Chi Nguyen

Comments

My Understanding of Paul Christiano's Iterated Amplification AI Safety Research Agenda

Thanks! I already mention this in the post, but just wanted to clarify that Paul only read the first third/half (wherever his last comment is) in case people missed that and mistakenly take the second half at face value.

Edit: Just went back to the post and noticed I don't really clearly say that.

My Understanding of Paul Christiano's Iterated Amplification AI Safety Research Agenda

Hey, thanks for the question! And I'm glad you liked the part about AGZ. (I also found this video by Robert Miles extremely helpful and accessible to understand AGZ)

 

This seems speculative. How do you know that a hypothetical infinite HCH tree does not depend the capabilities of the human?

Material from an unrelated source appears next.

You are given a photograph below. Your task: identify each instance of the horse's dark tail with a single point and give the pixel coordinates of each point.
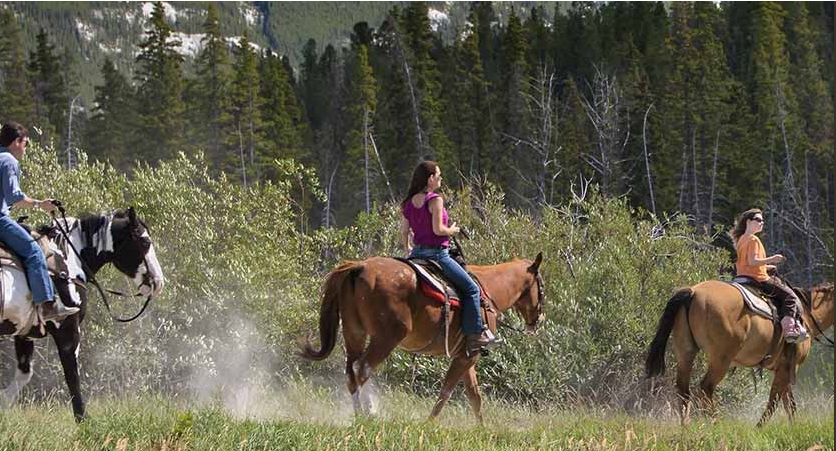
(329, 312)
(655, 363)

Hm, I wouldn't say that it doesn't depend on the capabilities of the human. I think it does, but it depends on the type of reasoning they employ and not e.g. their working memory (to the extent that the general hypothesis of factored cognition holds that we can successfully solve tasks by breaking them down into smaller tasks.)

HCH does not depend on the starting point (“What difficulty of task can Rosa solve on her own?”)

The way to best understand this is maybe to think in terms of computation/time to think. What kind of tasks Rosa can solve obviously depends a lot on how much computation/time they have to think about it. But for the final outcome of HCH, it shouldn't matter if we half the computation/time the first node has (at least down to a certain level of computation/time) since the next lower node can just do the thinking that the first node would have done with more time. I guess this assumes that the way the first node would benefit from more time would be making more quantitative progress as opposed to qualitative progress. (I think I tried to capture quality with 'type of reasoning process'.)

 

Sorry, this answer is a bit rambly, I can spend some more time on an answer if this doesn't make sense! (There's also a good chance this doesn't make sense because it just doesn't make sense/I misunderstand stuff and not just because I explain it poorly)

My Understanding of Paul Christiano's Iterated Amplification AI Safety Research Agenda

Thanks for the comment and I'm glad you like the post :)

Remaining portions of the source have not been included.